How to find intimacy with your loved one with Alzheimer's

Jul 01, 2024 03:30PM ● By Laird Landon, PhD

Dear Laird: As I lie in bed at night, I feel incredibly alone. My husband has dementia and doesn’t kiss me or even recognize me sometimes. I cry myself to sleep, missing the connection we used to have. How can I cope? Signed, Lonely Lover

Love is often the primary reason for caring for a spouse, so the loss of intimacy can be devastating. Losing intimacy feels like losing the relationship itself. His voice, his smell, his laugh, his touch—these mean everything.

While sex is a part of intimacy, intimacy also means closeness—something all mammals crave. When intimacy is threatened, diminished or absent, we feel the hurt deeply. 

In a marriage or other committed relationship, intimacy keeps partners close. For couples navigating this disease, the loss of intimacy is huge. I’m so sorry that his disease has taken this connection away from you.

Even after death, many spousal caregivers keep their loved one’s clothes because seeing, touching and smelling their clothing creates a feeling of closeness and intimacy.
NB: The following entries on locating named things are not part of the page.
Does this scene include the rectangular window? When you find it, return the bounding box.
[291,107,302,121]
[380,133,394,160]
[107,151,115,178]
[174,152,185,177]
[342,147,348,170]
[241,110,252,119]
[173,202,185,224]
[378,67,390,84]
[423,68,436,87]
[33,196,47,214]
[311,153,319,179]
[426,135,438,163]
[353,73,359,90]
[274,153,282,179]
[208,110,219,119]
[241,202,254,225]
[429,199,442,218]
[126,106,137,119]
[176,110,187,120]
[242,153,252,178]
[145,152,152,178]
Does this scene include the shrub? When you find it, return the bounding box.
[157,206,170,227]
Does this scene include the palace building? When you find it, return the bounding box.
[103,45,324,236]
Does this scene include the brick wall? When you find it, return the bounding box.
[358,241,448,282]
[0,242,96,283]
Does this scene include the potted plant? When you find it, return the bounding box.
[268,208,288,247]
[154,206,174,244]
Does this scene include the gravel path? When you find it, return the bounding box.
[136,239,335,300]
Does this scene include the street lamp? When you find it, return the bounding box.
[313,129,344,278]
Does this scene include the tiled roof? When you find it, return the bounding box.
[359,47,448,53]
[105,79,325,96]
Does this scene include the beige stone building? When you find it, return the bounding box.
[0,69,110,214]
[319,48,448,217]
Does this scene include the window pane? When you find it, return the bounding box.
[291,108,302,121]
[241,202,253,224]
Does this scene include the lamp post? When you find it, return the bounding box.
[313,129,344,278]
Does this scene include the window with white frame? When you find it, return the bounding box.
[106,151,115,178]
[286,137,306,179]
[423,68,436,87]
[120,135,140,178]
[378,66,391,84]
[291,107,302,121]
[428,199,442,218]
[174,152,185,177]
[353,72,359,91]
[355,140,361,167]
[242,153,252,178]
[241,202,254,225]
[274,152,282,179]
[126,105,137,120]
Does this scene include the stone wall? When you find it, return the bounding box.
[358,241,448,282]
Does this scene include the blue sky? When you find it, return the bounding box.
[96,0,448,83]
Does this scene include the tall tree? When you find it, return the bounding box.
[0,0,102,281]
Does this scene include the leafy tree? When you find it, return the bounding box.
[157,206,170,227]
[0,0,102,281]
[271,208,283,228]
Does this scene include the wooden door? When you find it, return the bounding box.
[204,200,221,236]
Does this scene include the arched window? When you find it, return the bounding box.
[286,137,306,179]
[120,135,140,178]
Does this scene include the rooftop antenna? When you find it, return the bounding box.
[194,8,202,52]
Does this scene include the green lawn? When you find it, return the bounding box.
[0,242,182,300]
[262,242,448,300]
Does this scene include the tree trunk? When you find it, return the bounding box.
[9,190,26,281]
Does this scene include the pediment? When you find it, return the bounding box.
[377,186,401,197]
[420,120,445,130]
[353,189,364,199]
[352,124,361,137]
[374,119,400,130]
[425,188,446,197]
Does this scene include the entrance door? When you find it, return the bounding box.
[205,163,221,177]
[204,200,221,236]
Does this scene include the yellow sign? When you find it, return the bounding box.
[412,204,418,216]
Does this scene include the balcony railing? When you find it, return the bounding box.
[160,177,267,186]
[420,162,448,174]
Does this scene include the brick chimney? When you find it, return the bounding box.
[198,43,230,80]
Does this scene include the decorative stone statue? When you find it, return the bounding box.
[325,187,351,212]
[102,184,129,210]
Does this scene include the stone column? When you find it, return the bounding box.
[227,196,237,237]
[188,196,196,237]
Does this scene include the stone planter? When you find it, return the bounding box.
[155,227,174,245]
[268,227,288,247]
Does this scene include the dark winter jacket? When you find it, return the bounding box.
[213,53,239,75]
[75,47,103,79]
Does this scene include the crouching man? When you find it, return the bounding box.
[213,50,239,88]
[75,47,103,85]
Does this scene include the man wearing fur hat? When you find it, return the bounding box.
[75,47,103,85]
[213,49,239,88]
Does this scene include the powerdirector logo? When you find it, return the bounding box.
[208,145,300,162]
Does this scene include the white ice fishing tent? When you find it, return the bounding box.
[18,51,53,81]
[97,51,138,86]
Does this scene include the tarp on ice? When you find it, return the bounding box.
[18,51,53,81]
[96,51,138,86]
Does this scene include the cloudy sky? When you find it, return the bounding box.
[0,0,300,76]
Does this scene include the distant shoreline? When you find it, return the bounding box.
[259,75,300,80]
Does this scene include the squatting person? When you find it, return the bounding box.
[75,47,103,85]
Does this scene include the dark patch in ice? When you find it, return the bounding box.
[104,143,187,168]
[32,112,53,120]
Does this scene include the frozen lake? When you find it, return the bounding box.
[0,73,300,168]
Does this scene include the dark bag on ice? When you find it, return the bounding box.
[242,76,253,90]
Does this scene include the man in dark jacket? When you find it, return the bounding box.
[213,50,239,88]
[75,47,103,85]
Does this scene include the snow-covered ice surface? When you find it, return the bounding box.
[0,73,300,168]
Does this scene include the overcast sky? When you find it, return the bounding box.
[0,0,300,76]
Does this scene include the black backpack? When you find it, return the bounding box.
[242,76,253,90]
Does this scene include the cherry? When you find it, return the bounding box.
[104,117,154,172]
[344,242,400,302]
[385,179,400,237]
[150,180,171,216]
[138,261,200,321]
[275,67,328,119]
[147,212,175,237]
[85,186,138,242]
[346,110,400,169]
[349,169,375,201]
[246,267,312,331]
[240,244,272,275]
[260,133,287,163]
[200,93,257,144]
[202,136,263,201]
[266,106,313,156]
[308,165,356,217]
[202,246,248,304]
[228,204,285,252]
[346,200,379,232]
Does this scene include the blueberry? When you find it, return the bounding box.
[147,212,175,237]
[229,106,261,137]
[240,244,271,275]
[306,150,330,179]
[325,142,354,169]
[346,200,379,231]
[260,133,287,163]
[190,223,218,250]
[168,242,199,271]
These physical items represent the person. Over time, memories become central, and small physical things—pictures, a wedding ring, mementos—trigger those memories. A fragrance or the color of a sunset can call up an intimate memory.

The loss of intimacy should be understood first as a result of the disease. Your husband is not doing this to you, and it is not a betrayal. Likewise, you have not done anything to cause it. The disease has made him unable to respond and see you as you are. Attempts to encourage or stimulate intimacy are likely to frustrate you both.

Fortunately, there are many ways to be intimate, and his disease does not erase them all at once. 

Focus on what remains. Try touch, sharing meals or giving backrubs.

I remember when my father was in the ICU after a palliative procedure, a nurse asked if I would like to give him a sponge bath. Holding him, caressing him and smelling him was an intimate experience.

Independent of him, find some intimacy of your own. Please yourself, embrace friends, give hugs or adopt a pet. Seek out relationships that are pleasant and intimate—even sexual if that feels right for you.

I can’t imagine the writer of the marriage vows “'til death do us part” had any idea about what it means to be a caregiver.